Clearly, there were many other options of how the central couple might have looked. Here, Winslet’s character has been rechristened and reconceived as Alex, a headstrong photojournalist, and the one to charter the plane into the storm. That sounds like a bad idea by any measure, but as it turns out, the storm isn’t a problem. It’s their pilot (Beau Bridges) that Ben and Alex ought to be worried about. In one virtuoso shot, Abu-Assad moves fore and aft in the tiny plane, rotating 180 degrees a couple times before taking his place in the cockpit, from which things go handheld as the pilot’s heart gives out, the tail rips off and the plane begins its terrifying descent.
When they come to, Alex’s leg is fractured and Ben has a nasty wound on his side that looks like internal bleeding. The dog is OK. Repeat, the dog is OK. Alex invokes the “Rule of Three”: People can survive three days without water, three hours without shelter and three minutes without air. But here’s another rule, this one for screenwriters: Give the audience some sense of the journey’s scope. How long do the characters survive? No clue. How far must they walk to the nearest sign of civilization? No idea.

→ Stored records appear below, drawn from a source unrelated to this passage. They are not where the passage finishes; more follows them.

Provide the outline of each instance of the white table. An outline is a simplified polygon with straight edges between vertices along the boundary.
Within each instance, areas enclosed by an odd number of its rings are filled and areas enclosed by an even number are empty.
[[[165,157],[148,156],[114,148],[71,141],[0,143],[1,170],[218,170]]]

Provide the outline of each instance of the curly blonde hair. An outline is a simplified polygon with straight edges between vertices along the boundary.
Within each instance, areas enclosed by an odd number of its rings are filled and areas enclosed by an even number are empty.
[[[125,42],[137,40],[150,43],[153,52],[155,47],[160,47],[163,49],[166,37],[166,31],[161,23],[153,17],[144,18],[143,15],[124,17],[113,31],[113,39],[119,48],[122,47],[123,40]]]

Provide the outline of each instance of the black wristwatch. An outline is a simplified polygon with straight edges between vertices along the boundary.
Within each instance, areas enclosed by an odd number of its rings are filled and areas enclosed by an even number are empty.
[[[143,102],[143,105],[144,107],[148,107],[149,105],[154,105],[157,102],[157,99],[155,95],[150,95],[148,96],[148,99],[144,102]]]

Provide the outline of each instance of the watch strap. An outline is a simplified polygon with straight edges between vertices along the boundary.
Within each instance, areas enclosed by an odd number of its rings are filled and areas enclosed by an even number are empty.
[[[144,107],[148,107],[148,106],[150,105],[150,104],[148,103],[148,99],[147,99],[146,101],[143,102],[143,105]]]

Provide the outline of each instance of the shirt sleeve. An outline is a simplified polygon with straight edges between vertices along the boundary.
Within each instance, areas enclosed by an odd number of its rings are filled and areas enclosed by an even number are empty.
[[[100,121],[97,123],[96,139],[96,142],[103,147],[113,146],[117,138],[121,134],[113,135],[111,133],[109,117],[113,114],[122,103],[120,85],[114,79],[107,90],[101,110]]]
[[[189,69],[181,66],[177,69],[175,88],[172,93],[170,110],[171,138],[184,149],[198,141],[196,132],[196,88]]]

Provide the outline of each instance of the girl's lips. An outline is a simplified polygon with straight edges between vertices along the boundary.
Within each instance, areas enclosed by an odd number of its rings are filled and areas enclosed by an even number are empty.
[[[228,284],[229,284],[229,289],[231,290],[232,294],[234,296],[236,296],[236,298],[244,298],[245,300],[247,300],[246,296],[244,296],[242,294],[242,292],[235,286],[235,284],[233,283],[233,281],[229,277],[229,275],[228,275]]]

In the book, the answers are more than four weeks and 50 miles, though the filmmakers have a bigger challenge with another: Will they fall in love? They’re a man and a woman in a movie with no other actors for 90% of its running time, so you do the math. (If it were just Ben and the dog, the outcome might be a bit more mysterious.) Eventually, Ben and Alex realize their only chance of staying alive is sticking together. But what happens after?
Script shortcomings aside, Winslet and Elba make a reasonably good couple. He’s far manlier than practically any of the other male stars working today, but etched with a sensitive side that comes out when it’s finally revealed why he seems less concerned about his wife than she does her fiancé. And Winslet can be tough: After all, she survived the sinking of the Titanic, so it’ll take more than plunging through the surface of a frozen to stop her here. If only they took the opportunity of all this time together getting to know one another — or revealing how such a shared trauma can really impact human beings.
As icy plane crashes go, this one pales next to “Alive” or “The Grey,” while in terms of character insight, it’s got nothing on Julia Loktev’s “The Loneliest Planet” from a few years back. Whereas “The Mountain Between Us” was adapted from 300-odd semi-literate pages of three- and four-word sentences (Wilson’s prose makes Dan Brown sound like David Foster Wallace), Loktev’s film found more depth in a short story called “Expensive Trips Nowhere.” Incidentally, that would have been a perfect title for a movie in which neither the subzero temperature nor the romantic heat penetrates more than skin deep.